Aber zurück zu Matthew Vaughn. Bei Erste Entscheidung hatte ihm Bryan Singer den Rücken freigehalten, aber diesmal wollte er lieber in der Produzentenrolle tätig sein. So wechselten die beiden ihre Positionen, was sich als Glücksgriff erwies. Die meisten Originaldarsteller kamen wegen Singer wieder zurück. Vor allem Patrick Stewart und Ian McKellen. So ist es in X-Men: Zukunft ist Vergangenheit beeindruckend alle wiederzusehen, wenn auch manche nur ganz kurz.
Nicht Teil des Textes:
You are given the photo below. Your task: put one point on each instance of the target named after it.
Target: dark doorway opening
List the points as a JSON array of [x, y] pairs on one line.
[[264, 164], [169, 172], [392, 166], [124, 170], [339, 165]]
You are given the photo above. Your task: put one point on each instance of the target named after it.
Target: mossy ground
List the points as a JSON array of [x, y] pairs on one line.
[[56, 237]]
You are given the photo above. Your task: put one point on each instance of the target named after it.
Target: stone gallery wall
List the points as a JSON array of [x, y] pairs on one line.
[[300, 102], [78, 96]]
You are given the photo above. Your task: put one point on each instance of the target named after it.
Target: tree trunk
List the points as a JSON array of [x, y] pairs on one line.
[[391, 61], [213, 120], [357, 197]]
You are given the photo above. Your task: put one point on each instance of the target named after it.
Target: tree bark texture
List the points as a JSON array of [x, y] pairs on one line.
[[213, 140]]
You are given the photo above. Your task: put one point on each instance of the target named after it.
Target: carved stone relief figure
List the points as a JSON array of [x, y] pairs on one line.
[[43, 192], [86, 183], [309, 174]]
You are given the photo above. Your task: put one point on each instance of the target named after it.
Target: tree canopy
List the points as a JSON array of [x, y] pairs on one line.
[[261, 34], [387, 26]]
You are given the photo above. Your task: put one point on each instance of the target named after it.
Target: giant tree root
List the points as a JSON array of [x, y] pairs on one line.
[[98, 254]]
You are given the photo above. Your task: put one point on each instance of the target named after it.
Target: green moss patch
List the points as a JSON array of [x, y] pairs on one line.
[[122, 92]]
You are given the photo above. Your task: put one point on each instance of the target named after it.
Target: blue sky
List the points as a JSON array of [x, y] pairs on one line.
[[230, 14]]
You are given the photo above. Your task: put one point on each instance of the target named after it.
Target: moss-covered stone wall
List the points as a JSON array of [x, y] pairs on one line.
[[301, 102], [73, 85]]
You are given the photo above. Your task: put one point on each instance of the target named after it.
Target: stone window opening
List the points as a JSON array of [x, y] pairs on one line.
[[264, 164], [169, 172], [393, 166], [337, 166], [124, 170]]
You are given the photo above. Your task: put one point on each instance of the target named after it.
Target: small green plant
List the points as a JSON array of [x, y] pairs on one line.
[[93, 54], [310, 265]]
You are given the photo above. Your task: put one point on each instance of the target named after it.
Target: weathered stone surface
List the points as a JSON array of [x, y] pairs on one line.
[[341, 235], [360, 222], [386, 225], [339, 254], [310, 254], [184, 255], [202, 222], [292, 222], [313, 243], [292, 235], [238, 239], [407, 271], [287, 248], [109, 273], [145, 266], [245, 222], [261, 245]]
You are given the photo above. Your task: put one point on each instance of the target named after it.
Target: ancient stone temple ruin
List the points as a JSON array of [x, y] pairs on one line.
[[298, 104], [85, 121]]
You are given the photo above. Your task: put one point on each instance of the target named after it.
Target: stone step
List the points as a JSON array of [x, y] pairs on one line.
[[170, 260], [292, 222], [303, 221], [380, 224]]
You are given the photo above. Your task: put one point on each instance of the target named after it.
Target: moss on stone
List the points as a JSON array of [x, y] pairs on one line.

Ganz klar, der Star der Story ist wieder einmal Logan, der die Zeitebenen zusammenführt. Dennoch setzt man den Pfad, den man mit Erste Entscheidung begonnen hat, sehr gut fort. Die Story spielt zehn Jahre nach dem ersten Teil und die Voraussetzungen haben sich geändert. Die USA setzt Mutanten in Vietnam ein, Magneto sitzt unter dem Pentagon in Haft, weil er Kennedy ermordet hat. Professor Xavier ist am Boden, weil er es nicht vermochte Mystique auf seiner Seite zu halten. Sie arbeitet nur auf eigene Faust. Tja, dann ist da noch Bolivar Trask, der mit seinen Sentinels Jagd auf die Mutanten machen will. Genau hier liegt der Knackpunkt, denn bei einer Konferenz in Paris wird er von Mystique ermordet. Sie wird gefangengenommen und dient als Vorlage für schier unbesiegbare Sentinels, die sich gegen alles menschliche Leben richten. Professor X und Magneto schicken Wolverine fünfzig Jahre in die Vergangenheit, damit er im Jahr 1973 Mystiques Attentat verhindern kann…

Von der ersten Sekunde an spürt man deutlich die Handschrift Singers. Schon die Anfangssequenz erinnert stark an die Eröffnung von X-Men, was aber hier wiederum sehr gut passt. Spürbar ist auch die Spielfreude der verschiedenen Stars, was das episch inszenierte Spektakel noch sehenswerter macht. Garniert wird das dann noch sehr gute Spezialeffekte, die nicht nur zum Selbstzweck eingefügt wurden, sondern auch die Handlung vorantreiben. Auch wenn es vorteilhaft ist die vorangegangenen Teile zu kennen, bekommt der Zuschauer pralles Actionkino von höchster Qualität geboten. Einzig das mittlerweile obligatorische 3D ist etwas unnötig, tut aber dem reinen Vergnügen kein Abbruch. Macht einfach Spaß!!!